German industry calls Lufthansa strike ‘disproportionate’

Deutsche Welle
2 Min Read

German industry leaders have warned of the damage caused by the long strike of flight attendants at national flagship carrier Lufthansa. They said production interruptions were among the costly consequences.
The ongoing strike by Lufthansa flight attendants would cost the German economy dearly, the Association of German Chambers of Industry and Commerce (DIHK) said Tuesday.

The longer the strike lasts, the bigger are the interruptions in production processes,” DIHK Managing Director Martin Wansleben told the Tuesday edition of the regional German daily Passauer Neue Presse.

He said often high-quality components were shipped by plane, adding that even the smallest switch, which was not delivered in time, could halt the assembly of a whole machine.

Ufo trade union in the crosshairs

“If strikes like these continue for days, the damage done to the economy can amount to 25 million euros ($26.8 million) per day,” Wansleben argued as Lufthansa flight attendants started their fourth day of industrial action over wage demands and early retirement regulations.

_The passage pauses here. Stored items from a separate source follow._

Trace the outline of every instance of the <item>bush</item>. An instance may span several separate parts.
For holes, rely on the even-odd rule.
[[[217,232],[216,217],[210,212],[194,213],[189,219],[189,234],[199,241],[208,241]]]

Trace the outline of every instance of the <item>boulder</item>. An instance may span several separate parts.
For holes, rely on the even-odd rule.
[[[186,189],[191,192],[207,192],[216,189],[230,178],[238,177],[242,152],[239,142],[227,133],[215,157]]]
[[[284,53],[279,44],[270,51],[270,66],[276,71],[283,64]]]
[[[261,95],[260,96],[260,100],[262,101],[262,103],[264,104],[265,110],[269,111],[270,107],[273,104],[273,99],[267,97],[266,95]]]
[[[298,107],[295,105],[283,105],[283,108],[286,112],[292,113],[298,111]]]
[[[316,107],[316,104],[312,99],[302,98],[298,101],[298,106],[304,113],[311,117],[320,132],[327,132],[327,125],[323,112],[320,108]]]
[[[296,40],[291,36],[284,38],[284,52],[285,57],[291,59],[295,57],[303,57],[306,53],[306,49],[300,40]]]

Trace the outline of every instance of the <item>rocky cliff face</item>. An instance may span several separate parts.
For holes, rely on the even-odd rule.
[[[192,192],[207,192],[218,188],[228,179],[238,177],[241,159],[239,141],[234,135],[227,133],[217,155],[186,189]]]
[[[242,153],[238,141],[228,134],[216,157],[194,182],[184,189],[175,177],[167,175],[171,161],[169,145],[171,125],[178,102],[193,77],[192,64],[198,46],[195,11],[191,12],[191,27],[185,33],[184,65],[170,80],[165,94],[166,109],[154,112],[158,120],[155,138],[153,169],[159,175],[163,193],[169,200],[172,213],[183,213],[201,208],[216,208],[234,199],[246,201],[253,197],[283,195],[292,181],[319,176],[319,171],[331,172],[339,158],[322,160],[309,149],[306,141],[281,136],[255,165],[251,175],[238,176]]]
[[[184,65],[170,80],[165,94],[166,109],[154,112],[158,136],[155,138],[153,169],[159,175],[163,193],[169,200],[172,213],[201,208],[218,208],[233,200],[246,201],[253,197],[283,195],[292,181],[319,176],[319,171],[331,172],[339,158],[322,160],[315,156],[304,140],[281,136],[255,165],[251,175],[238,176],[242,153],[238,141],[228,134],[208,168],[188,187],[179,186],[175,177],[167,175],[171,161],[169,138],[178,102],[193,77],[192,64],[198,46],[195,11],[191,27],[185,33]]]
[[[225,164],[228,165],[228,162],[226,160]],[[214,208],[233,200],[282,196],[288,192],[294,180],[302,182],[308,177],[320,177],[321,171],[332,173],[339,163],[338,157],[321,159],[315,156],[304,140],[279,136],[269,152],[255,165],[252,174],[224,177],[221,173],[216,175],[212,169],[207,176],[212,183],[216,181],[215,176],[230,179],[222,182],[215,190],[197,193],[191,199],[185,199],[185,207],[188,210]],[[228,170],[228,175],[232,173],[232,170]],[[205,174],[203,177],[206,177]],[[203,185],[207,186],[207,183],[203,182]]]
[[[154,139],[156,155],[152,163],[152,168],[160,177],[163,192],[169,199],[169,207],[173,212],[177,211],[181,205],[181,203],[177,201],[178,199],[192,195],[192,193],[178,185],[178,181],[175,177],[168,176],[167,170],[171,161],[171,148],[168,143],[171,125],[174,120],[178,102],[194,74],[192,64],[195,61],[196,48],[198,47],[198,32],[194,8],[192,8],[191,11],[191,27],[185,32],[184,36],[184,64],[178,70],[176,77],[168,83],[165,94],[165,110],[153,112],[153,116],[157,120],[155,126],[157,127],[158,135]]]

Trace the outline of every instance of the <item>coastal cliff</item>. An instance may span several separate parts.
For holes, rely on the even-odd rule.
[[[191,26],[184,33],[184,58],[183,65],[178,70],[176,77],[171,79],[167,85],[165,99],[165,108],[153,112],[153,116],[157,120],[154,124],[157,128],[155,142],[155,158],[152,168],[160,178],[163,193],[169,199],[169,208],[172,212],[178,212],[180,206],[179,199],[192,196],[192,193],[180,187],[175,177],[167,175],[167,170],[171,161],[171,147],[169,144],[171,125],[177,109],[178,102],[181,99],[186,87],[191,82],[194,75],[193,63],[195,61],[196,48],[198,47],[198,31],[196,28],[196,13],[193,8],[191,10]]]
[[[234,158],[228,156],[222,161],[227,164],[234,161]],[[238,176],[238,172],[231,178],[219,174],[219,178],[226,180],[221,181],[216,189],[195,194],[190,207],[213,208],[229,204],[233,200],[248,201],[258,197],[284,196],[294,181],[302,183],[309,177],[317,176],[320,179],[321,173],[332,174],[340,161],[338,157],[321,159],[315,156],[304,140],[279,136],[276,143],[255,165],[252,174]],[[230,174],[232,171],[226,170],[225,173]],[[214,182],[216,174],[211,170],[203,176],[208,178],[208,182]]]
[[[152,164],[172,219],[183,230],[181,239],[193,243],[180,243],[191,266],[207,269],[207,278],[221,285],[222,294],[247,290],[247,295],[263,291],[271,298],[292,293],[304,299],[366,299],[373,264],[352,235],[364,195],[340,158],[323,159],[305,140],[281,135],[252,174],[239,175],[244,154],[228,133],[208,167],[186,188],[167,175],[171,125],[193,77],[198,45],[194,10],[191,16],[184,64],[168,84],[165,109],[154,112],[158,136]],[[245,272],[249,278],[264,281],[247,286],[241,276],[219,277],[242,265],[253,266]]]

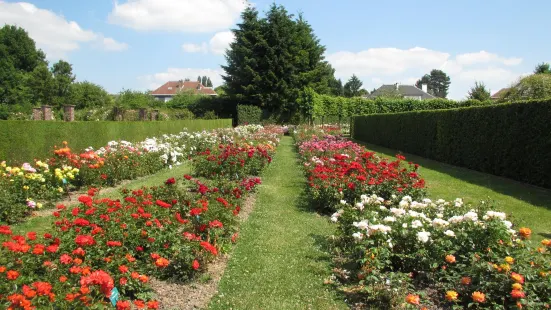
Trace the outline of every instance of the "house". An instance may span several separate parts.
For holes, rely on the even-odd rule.
[[[372,92],[367,98],[377,98],[380,96],[385,96],[385,94],[398,92],[404,98],[425,100],[425,99],[434,99],[435,96],[431,95],[427,91],[427,84],[422,85],[422,89],[419,89],[413,85],[401,85],[399,83],[383,85]]]
[[[218,96],[212,87],[206,87],[201,82],[169,81],[151,92],[157,100],[168,102],[181,91],[192,91],[196,95]]]
[[[497,91],[497,93],[493,94],[490,99],[496,101],[496,100],[499,100],[503,97],[503,95],[505,95],[508,91],[510,90],[510,88],[502,88],[500,90]]]

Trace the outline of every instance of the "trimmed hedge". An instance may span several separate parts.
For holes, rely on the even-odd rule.
[[[354,117],[354,139],[551,188],[551,99]]]
[[[237,106],[237,122],[239,125],[260,124],[262,121],[262,109],[254,105]]]
[[[327,116],[339,116],[342,118],[354,115],[442,110],[473,106],[488,106],[493,104],[491,101],[454,101],[442,98],[429,100],[410,98],[345,98],[330,95],[319,95],[310,90],[304,91],[299,101],[302,105],[302,110],[314,119]]]
[[[55,122],[1,121],[0,161],[9,164],[44,159],[52,155],[53,146],[63,141],[81,151],[89,146],[105,146],[111,140],[136,142],[147,137],[189,131],[231,127],[231,119],[180,120],[159,122]]]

The carrier had announced that 136 flights would be canceled on Tuesday, affecting 27,300 passengers in Munich, Frankfurt and Düsseldorf. This takes the total number of grounded flights since the strike began on Friday to nearly 1,900, leaving more than 235,000 passengers stranded.

An economic affairs spokesman for the ruling conservatives, Joachim Pfeiffer, told the “Rheinische Post” newspaper to put an end to “disproportionate industrial action” so as not to jeopardize Germany’s attractiveness as a business location.

He added small unions representing only small professional branches should no longer be in a position to take a whole industries hostage.